T is for ... Teleportation

Quantum tricks allow a particle to be transported from one location to another without passing through the intervening space – or that’s how it appears. The reality is that the process is more like faxing, where the information held by one particle is written onto a distant particle.

W is for ... Wavefunction

The mathematics of quantum theory associates each quantum object with a wavefunction that appears in the Schrödinger equation and gives the probability of finding it in any given state.

I is for ... Interferometer

Some of the strangest characteristics of quantum theory can be demonstrated by firing a photon into an interferometer: the device’s output is a pattern that can only be explained by the photon passing simultaneously through two widely-separated slits.

R is for ... Reality

Since the predictions of quantum theory have been right in every experiment ever done, many researchers think it is the best guide we have to the nature of reality. Unfortunately, that still leaves room for plenty of ideas about what reality really is!

A is for ... Alice and Bob

In quantum experiments, these are the names traditionally given to the people transmitting and receiving information. In quantum cryptography, an eavesdropper called Eve tries to intercept the information.

I is for ... Information

Many researchers working in quantum theory believe that information is the most fundamental building block of reality.

G is for ... Gluon

These elementary particles hold together the quarks that lie at the heart of matter.

S is for ... Schrödinger’s Cat

A hypothetical experiment in which a cat kept in a closed box can be alive and dead at the same time – as long as nobody lifts the lid to take a look.

S is for ... Superposition

Quantum objects can exist in two or more states at once: an electron in superposition, for example, can simultaneously move clockwise and anticlockwise around a ring-shaped conductor.

S is for ... Schrödinger Equation

This is the central equation of quantum theory, and describes how any quantum system will behave, and how its observable qualities are likely to manifest in an experiment.

C is for ... Cryptography

People have been hiding information in messages for millennia, but the quantum world provides a whole new way to do it.

D is for ... Dice

Albert Einstein decided quantum theory couldn’t be right because its reliance on probability means everything is a result of chance. “God doesn’t play dice with the world,” he said.

L is for ... Large Hadron Collider (LHC)

At CERN in Geneva, Switzerland, this machine is smashing apart particles in order to discover their constituent parts and the quantum laws that govern their behaviour.

Z is for ... Zero-point energy

Even at absolute zero, the lowest temperature possible, nothing has zero energy. In these conditions, particles and fields are in their lowest energy state, with an energy proportional to Planck’s constant.

V is for ... Virtual particles

Quantum theory’s uncertainty principle says that since not even empty space can have zero energy, the universe is fizzing with particle-antiparticle pairs that pop in and out of existence. These “virtual” particles are the source of Hawking radiation.

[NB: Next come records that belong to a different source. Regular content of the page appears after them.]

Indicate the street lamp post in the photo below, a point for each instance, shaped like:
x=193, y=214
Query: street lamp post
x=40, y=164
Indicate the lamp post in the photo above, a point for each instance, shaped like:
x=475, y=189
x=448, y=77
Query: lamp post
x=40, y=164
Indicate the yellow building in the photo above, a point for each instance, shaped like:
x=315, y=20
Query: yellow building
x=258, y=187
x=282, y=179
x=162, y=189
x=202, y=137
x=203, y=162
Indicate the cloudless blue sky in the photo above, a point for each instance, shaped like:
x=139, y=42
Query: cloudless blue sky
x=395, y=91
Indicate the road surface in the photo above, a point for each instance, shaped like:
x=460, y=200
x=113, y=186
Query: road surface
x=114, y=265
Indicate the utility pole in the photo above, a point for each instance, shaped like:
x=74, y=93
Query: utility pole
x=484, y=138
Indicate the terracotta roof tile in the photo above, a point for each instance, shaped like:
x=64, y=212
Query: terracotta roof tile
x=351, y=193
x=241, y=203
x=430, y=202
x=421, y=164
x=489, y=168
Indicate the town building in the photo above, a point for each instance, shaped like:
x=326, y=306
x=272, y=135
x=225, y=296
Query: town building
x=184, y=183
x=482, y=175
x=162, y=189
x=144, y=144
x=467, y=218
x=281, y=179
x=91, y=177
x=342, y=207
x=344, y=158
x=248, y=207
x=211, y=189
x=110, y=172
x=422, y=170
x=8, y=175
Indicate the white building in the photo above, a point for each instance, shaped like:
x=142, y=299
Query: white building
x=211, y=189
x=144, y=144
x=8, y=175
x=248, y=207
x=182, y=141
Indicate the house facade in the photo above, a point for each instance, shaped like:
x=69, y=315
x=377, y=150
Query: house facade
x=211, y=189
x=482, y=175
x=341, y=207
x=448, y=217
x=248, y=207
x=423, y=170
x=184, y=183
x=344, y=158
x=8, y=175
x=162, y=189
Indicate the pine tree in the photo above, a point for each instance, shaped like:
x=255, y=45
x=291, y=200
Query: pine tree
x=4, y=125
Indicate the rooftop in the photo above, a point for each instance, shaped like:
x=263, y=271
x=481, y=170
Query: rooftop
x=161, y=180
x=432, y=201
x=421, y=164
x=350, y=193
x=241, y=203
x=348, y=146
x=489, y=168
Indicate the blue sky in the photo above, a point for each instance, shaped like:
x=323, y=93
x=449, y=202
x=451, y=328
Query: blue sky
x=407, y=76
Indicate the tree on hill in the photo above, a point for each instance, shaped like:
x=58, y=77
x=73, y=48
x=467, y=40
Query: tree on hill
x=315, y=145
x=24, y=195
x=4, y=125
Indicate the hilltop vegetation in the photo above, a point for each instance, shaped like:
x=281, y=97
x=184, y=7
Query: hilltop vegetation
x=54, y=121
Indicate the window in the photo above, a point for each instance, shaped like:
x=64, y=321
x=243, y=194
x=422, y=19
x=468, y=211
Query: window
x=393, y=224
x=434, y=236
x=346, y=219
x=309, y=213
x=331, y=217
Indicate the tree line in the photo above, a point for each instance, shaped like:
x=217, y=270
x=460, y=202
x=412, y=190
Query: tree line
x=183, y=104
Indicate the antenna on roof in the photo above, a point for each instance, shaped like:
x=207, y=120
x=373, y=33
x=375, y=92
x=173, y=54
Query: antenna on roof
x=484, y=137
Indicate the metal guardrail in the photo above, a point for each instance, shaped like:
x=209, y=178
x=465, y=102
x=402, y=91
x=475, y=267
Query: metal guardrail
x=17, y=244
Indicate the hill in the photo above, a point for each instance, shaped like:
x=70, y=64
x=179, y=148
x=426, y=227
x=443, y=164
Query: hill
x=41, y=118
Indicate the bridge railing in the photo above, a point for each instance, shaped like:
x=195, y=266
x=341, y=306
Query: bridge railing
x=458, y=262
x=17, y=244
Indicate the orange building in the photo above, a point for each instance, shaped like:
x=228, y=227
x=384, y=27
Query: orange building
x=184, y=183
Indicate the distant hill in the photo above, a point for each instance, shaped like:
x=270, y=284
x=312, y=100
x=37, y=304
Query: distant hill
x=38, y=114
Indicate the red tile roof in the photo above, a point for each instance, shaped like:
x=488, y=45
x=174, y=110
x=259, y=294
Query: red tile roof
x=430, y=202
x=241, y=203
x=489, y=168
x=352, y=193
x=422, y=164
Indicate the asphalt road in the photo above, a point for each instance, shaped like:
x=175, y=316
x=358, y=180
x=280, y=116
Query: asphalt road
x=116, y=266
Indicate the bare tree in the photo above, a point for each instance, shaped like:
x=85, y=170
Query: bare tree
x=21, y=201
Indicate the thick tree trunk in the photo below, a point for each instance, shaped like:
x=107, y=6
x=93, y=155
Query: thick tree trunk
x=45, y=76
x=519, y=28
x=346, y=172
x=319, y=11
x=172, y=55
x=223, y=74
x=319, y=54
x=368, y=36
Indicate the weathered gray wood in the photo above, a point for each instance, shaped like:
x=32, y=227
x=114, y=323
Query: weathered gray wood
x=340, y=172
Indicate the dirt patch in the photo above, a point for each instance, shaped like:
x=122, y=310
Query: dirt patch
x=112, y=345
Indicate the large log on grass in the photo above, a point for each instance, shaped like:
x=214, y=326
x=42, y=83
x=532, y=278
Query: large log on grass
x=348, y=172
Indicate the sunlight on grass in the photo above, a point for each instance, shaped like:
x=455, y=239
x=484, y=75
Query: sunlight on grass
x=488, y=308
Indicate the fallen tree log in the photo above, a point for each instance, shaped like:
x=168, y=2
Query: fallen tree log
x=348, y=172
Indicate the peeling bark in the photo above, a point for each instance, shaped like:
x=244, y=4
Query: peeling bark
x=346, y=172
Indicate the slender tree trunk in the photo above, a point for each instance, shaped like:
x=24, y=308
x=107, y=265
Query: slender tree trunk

A is for ... Act of observation

Some people believe this changes everything in the quantum world, even bringing things into existence.

A is for ... Atom

This is the basic building block of matter that creates the world of chemical elements – although it is made up of more fundamental particles.

Q is for ... Qubit

One quantum bit of information is known as a qubit (pronounced Q-bit). The ability of quantum particles to exist in many different states at once means a single quantum object can represent multiple qubits at once, opening up the possibility of extremely fast information processing.

Y is for ... Young's Double Slit Experiment

In 1801, Thomas Young proved light was a wave, and overthrew Newton’s idea that light was a “corpuscle”.

U is for ... Uncertainty Principle

One of the most famous ideas in science, this declares that it is impossible to know all the physical attributes of a quantum particle or system simultaneously.

X is for ... X-ray

In 1923 Arthur Compton shone X-rays onto a block of graphite and found that they bounced off with their energy reduced exactly as would be expected if they were composed of particles colliding with electrons in the graphite. This was the first indication of radiation’s particle-like nature.